I was so sorry to come across this very sad news by accident regarding Peter, whilst trying to track other f/d for an airline re union which i am helping with..
I am ex Sunways cc..and flew with Peter way back then...in the good old days of Sunways in Turkey and Scandinavia...
I have passed on the sad news to the old Sunways crews via a group on facebook... https://www.facebook.com/groups/4660...ps/4660787539/
He was a True Gentleman and Absolute Pleasure to fly with....(well was old school..and you can't get better than that xxx)

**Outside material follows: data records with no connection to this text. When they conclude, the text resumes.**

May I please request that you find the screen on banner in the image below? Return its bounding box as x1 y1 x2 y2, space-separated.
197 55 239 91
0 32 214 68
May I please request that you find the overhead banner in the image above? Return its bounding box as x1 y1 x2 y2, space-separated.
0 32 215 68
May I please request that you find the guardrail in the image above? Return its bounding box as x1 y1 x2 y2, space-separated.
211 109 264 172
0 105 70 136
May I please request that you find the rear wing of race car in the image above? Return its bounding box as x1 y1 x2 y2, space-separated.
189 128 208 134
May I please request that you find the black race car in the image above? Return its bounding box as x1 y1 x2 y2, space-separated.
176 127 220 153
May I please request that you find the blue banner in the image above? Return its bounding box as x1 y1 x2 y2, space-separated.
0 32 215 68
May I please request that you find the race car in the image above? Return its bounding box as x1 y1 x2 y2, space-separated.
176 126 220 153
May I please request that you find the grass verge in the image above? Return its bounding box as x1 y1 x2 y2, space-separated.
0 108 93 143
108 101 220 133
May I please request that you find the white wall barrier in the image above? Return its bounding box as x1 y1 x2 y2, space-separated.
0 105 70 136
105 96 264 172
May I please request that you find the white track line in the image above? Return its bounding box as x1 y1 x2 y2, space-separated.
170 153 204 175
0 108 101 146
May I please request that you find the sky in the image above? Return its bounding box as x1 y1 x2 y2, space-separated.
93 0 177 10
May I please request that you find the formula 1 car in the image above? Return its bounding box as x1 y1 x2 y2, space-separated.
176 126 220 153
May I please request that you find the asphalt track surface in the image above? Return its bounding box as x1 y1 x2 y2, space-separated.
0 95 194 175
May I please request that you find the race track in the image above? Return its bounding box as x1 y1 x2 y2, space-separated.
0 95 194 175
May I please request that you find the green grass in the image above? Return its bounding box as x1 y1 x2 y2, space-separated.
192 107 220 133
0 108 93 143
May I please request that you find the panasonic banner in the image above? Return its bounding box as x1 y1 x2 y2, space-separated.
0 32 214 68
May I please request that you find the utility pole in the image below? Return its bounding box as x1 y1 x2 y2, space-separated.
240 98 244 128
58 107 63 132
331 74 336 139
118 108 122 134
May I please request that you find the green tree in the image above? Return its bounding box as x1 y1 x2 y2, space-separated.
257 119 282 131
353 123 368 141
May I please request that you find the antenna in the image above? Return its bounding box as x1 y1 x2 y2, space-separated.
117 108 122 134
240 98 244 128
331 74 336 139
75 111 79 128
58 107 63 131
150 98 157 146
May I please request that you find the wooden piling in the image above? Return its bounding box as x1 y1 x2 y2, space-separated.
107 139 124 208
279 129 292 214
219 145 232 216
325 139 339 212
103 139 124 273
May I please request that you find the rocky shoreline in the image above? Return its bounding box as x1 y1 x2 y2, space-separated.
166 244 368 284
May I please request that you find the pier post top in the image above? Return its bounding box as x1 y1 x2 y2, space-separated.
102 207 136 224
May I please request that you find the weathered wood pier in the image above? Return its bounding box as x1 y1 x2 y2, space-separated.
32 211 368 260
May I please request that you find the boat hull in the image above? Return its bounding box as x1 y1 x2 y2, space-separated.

Please pass on from all Sunways... ex cabin crew deepest sympathies to his family...and let them know how highly he was regarded and loved by us all xxx
Our dear Peter In July I travelled to be with my brother Peter in Switzerland..Zurich..so that he could end his days together with me, his wife and her sister at a special place called Dignitas. He was suffering from the disease PSP innocent sounding initials that stand for Progressive Supranuclear Palsy. It is really up there with the very worst of the degenerative diseases that man can suffer from and involves great indignities...and with him it was fast. Peter could not countenance such a miserable end to his life and therefore chose to have a controlled and dignified ending. It was very peaceful and his courage and calm were inspirational..I cannot begin to describe how focused and certain he was that this was the right choice for him. In the week leading up to the fateful day we had a lot of laughter and story telling. It was profoundly surreal and we simply shared a strong desire to make sure nothing stopped him in his intent. We walked with Pete in his wheelchair, the many paths along the lake, we drank cool beers and delicious wines..we had fun and laughed and wept. The last day was as good as ever it could have been..really At the clinic the two people who took care of us were an older man and woman..very lovely, kind and caring people who were nothing but sensitive primarily to Peter. They new all our names and our relationship to each other. They made emotional and physical space for us..there was no sense of rush. Peter set the pace. He was surrounded by love and held in our arms...what more could any of us wish for. We are now home...shattered but so glad he is in peace. Now I am determined to do as much as I can to shine light on this as an ethical and viable option for people suffering from any of these dreadful complaints that make life unendurable. We must change the law so that sick people do not need to travel to foreign and it has to be said expensive lands, in order to die quietly and with dignity at a time of their choosing. It cost a lot of money it's a fact. That is another issue that should be addressed when we tackle the legalities and logistics of setting up something in the UK. There was no question of anyone doing this to or for him..Dignitas provided a safe professional place with experienced professionals on hand to help him reach the conclusion he desired so strongly.
This was not euthanasia..no one put a stop to his life which is another thing entirely. This assisted dying..for that is what it is..allows a person to end their own life within a safe framework. Not an easy option by any means but when the alternative is too horrific for an individual to countenance then it must become a legal way out.